Black tea leaves are oxidized, while white and green tea leaves are not. This gives the black tea a characteristic bold and sharp flavor and increases the level of caffeine from the leaves infiltrating the hot water.

One medium cup of black tea (237 ml) contains 47 mg of caffeine but can contain up to 90 mg. For comparison, green tea contains 20–45 mg, while white tea provides 6–60 mg per cup (237 ml).


Matcha green tea is another high-caffeine tea. This tea is usually powdered and contains 35 mg of caffeine per half teaspoon (1 gram).

Similarly, yerba mate tea, a traditional tea enjoyed in South America, made by steeping the branches and leaves of the Ilex paraguariensis plant, typically contains 85 mg of caffeine per cup (237 ml).

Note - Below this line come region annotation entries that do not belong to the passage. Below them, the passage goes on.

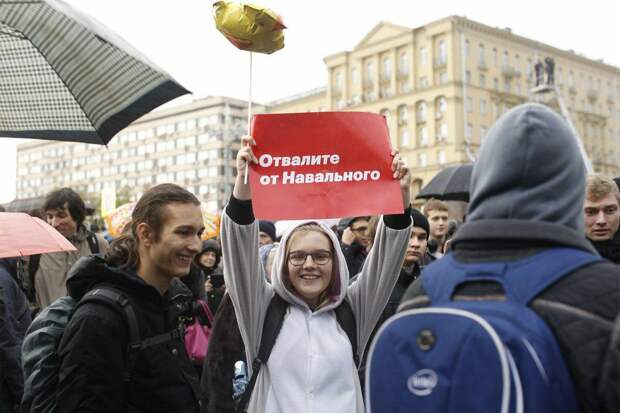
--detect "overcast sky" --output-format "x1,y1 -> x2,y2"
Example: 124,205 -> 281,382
0,0 -> 620,202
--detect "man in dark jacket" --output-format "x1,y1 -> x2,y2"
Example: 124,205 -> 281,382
57,184 -> 204,413
0,258 -> 31,413
375,208 -> 430,322
342,217 -> 372,277
399,104 -> 620,412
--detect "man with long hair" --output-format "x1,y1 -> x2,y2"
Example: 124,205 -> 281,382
57,184 -> 204,413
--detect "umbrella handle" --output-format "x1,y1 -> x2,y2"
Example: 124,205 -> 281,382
243,52 -> 252,185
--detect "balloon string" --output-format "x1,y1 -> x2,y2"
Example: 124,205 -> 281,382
243,52 -> 252,185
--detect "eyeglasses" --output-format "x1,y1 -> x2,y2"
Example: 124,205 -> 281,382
288,251 -> 332,267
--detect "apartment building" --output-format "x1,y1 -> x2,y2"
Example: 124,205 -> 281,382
268,16 -> 620,194
16,97 -> 262,212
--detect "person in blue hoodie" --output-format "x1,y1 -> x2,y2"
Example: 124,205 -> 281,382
0,258 -> 31,413
399,103 -> 620,412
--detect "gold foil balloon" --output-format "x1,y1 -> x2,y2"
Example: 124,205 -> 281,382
213,1 -> 286,54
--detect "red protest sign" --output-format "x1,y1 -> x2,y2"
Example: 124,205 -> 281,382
250,112 -> 403,220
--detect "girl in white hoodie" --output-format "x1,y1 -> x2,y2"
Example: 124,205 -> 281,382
221,137 -> 411,413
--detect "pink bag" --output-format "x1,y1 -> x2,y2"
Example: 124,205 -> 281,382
185,300 -> 214,365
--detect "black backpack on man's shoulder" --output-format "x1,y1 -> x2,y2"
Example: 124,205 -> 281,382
21,285 -> 182,413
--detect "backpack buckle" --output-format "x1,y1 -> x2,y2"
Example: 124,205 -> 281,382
416,329 -> 437,351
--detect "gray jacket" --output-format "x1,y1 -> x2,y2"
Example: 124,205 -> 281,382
221,199 -> 411,413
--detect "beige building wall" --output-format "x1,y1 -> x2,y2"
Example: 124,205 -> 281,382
268,16 -> 620,193
16,97 -> 263,212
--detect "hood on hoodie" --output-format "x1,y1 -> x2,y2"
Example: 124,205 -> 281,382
467,103 -> 586,234
271,220 -> 349,313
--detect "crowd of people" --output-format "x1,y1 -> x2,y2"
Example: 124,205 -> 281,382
0,100 -> 620,413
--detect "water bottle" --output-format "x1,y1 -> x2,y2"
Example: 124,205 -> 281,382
233,360 -> 250,400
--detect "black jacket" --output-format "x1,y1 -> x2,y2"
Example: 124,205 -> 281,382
0,258 -> 31,411
201,294 -> 245,413
57,256 -> 202,413
400,104 -> 620,412
341,241 -> 368,277
591,231 -> 620,264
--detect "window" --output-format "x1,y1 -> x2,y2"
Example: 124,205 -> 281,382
418,153 -> 427,168
515,54 -> 521,72
437,122 -> 448,142
398,105 -> 409,126
420,47 -> 428,66
399,52 -> 409,75
400,129 -> 411,146
437,96 -> 448,115
419,126 -> 428,146
383,56 -> 392,80
366,62 -> 375,84
437,149 -> 446,165
416,102 -> 426,122
334,71 -> 342,92
437,40 -> 448,65
379,109 -> 391,127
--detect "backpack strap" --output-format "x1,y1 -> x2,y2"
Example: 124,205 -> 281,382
236,294 -> 359,413
506,248 -> 603,305
236,294 -> 289,413
334,298 -> 360,368
76,286 -> 182,383
422,248 -> 601,305
86,231 -> 101,254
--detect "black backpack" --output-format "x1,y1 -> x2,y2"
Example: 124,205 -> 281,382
21,286 -> 183,413
237,294 -> 359,413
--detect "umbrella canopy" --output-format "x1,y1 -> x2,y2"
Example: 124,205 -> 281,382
416,164 -> 473,202
0,0 -> 189,144
105,202 -> 220,240
0,212 -> 75,258
5,196 -> 95,215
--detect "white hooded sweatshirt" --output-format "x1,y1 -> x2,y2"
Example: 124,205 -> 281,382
221,212 -> 411,413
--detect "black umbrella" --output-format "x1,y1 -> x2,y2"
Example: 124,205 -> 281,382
416,164 -> 473,202
0,0 -> 189,144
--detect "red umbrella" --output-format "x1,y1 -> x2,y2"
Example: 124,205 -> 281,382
0,212 -> 75,258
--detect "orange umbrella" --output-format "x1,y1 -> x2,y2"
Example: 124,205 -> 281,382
200,205 -> 220,240
105,202 -> 220,240
0,212 -> 75,258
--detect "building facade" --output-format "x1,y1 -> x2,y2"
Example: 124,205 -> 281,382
268,16 -> 620,194
16,97 -> 262,212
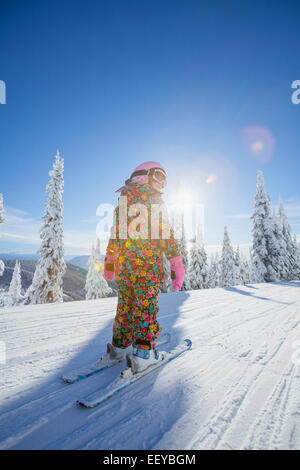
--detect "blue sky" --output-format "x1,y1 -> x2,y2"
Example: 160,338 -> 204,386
0,0 -> 300,254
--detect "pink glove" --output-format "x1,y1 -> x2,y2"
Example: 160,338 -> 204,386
170,256 -> 185,290
104,253 -> 115,281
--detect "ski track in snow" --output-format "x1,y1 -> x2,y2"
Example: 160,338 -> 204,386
0,281 -> 300,450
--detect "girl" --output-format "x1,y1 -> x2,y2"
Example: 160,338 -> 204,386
101,162 -> 185,373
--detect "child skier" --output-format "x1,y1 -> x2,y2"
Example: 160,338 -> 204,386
101,162 -> 185,373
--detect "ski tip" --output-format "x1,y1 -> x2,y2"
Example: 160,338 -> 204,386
184,339 -> 193,349
77,400 -> 92,408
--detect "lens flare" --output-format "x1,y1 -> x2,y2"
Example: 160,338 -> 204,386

It should also be noted that although herbal teas on the market do not contain caffeine, some teas can still provide up to 12 mg of caffeine, in negligible amounts.

How to make tea

The brewing method greatly affects the caffeine content of the tea. Teas steeped longer and steeped in hotter water tend to produce more caffeine. For example, one cup of Earl Gray tea contains 40 mg of caffeine after 1 minute of steeping in (177 ml) of water heated to (90–95 °C). This amount increases to 59 mg after 3 minutes.

Coffees with a lot of caffeine   

An average 237 ml cup of coffee contains 95 mg of caffeine. In particular, coffee made from dark roasted beans has more caffeine than coffee from light roasted beans. However, since caffeine is not greatly affected by the roasting process, this may not be the case.

Espresso is a special type of coffee with an attractive source of caffeine. For example, a well-known brand's "single" espresso has about 58 mg of caffeine in a 30-ml cup. Most specialty coffee drinks, such as latte and cappuccino, made with one cup of espresso, contain 116 mg of caffeine.

Among non-caffeinated beverages, espresso decaf tends to have the most caffeine with 3–16 mg per 473 ml cup, while decaf coffee typically provides less than 3 mg per 237 ml cup.


How to make coffee       

Hotter water draws more caffeine out of the tea leaves, and so does coffee. Coffee is usually brewed hotter than tea at the ideal temperature (90–96°C). You can also make cold brew coffee by steeping ground coffee in cold filtered water for 8–24 hours. When you use 1.5 times more ground coffee with this method than with regular hot water, it can result in a cup of coffee with more caffeine.

Which tea or coffee should you drink?

Caffeine acts quickly usually within 20 minutes to 1 hour of consumption. If you are sensitive to the effects of caffeine, consider using lower-caffeine teas such as white tea or herbal tea. You can also brew high-caffeine teas in a shorter time, such as 1 minute instead of 3 minutes. Opting for decaffeinated tea, coffee and coffee is also a good way to enjoy these drinks.

Conversely, if you're a fan of high-caffeine beverages, you can enjoy espresso, cold brew, and higher-caffeine teas, including green and black teas.



It is difficult to give an exact answer as to whether to choose coffee or tea. The best way is depending on each person's taste that you can choose coffee or tea to drink, but drink it sensibly and the amount of caffeine in the day should not exceed 400mg per day or 200mg of caffeine each time. This means no more than 3-5 cups of regular coffee (237 ml) 8 cups of 1 ounce (30 ml) espresso.

People with heart disease, migraine headaches, and certain medications should also limit caffeine consumption. Pregnant or nursing women should also not take more than 200 mg per day.

Huongmai Cafe hopes this article will provide you with useful information.